Lights Off for Driving Safety Says Obama’s Transport Chief

The US News & World Report recently noted that President Obama’s Transportation Secretary has a new passion – turning off the lights. Ray LaHood told the paper that he is intent on saving lives by working to remove the hand-held use of phones and PDA’s of drivers. He told Paul Bedard, the author of the column, Washington Whispers, “[w]e are hooked on these machines … somewhat like an addiction to tobacco or alcohol,” he vents.

The California Injury Attorney Blog has promised to keep you posted on the developments in this area. Although many states and cities have taken action to halt the use of these devices, we all drive on the road with other drivers who see no problem with holding phones and texting. Even the federal government is vowing to stop this dangerous practice.
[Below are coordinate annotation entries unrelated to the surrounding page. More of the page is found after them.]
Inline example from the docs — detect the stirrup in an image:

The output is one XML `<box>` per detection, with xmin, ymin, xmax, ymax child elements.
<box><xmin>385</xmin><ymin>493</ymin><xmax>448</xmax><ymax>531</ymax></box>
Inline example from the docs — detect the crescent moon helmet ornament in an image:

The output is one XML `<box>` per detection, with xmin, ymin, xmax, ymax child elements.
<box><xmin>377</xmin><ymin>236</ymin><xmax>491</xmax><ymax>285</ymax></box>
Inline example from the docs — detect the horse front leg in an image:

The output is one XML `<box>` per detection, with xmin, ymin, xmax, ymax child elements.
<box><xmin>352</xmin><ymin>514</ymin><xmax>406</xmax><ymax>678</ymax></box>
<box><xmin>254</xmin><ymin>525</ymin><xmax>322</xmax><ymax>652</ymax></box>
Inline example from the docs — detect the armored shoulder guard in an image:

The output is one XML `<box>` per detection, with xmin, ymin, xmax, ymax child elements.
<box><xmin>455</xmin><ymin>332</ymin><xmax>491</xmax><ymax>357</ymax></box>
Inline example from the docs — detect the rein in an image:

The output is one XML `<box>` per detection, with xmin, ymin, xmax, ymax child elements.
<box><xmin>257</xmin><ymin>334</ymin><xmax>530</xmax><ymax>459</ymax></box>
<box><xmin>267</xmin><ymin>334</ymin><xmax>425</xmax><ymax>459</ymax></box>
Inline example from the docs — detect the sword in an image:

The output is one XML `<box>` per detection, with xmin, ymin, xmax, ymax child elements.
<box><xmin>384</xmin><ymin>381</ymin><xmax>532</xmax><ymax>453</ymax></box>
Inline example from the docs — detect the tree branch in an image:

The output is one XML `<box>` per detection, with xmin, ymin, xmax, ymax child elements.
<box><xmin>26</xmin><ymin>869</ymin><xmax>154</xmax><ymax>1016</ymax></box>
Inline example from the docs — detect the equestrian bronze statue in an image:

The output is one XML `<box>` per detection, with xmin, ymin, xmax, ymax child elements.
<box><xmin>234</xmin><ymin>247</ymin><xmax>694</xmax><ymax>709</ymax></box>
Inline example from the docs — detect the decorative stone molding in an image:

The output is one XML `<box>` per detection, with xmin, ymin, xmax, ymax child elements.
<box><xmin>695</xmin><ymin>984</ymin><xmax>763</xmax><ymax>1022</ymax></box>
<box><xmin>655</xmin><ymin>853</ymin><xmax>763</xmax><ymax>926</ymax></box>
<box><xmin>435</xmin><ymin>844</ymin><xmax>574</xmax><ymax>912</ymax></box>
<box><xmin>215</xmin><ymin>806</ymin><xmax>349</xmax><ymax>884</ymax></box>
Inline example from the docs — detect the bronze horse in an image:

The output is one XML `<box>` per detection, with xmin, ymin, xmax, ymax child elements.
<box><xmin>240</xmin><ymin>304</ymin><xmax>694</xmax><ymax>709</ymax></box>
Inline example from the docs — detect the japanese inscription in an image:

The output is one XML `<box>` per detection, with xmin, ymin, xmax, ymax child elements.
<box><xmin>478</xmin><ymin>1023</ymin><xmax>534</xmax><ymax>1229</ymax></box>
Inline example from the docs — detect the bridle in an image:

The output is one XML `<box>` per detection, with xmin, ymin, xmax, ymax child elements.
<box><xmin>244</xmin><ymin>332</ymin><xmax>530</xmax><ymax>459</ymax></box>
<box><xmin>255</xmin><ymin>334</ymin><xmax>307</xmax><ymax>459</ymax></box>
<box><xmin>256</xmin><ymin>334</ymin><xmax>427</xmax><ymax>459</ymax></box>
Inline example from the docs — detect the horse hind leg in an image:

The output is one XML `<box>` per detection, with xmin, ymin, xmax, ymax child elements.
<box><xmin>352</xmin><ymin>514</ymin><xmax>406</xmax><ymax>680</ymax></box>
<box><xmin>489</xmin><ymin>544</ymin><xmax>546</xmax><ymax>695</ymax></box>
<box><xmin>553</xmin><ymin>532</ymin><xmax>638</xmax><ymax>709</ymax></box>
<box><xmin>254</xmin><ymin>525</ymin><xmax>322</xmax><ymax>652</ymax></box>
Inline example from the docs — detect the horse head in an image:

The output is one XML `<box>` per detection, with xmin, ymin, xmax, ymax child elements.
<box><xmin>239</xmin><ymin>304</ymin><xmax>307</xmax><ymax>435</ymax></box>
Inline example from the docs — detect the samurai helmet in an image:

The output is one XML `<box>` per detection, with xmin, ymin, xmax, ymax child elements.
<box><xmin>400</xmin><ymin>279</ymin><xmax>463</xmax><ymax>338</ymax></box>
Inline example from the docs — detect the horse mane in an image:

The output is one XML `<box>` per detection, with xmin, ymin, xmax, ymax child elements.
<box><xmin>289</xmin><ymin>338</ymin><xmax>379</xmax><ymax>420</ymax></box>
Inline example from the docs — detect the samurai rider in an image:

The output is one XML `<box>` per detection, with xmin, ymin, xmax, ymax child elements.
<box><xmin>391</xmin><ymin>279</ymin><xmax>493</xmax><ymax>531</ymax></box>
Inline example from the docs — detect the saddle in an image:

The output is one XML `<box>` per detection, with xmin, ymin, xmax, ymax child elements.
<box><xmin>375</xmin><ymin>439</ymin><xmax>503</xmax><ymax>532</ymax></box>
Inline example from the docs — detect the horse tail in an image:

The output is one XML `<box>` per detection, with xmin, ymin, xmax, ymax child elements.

Secretary LaHood says it makes him “crazy” when he sees other drivers holding phones while driving. After a meeting last year with families who have lost loved ones in crashes with texting drivers, he started FocusDriven, an advocacy group to stop cell phone use in cars once and for all. He believes we can do this because we have made progress with other safety measures in cars, like seat belts.

We all know that these practices are not safe. The Secretary wants to get serious about stopping it. He would like to see technology in cars that cuts off these devices once the engine is started. He also would like to see more enforcement of the existing bans on the use of phones and texting while driving. Finally, a federal ban on these practices would help save lives and he would like to see that happen as well.

The California Injury Attorney Blog will continue to keep you posted on developments. On the horizon we see that as car companies add more and more technologies in cars to enable people to talk and drive, this issue will become more challenging. The Secretary would prefer that technologies to support these sorts of distractions be removed altogether from inside vehicles of all kinds.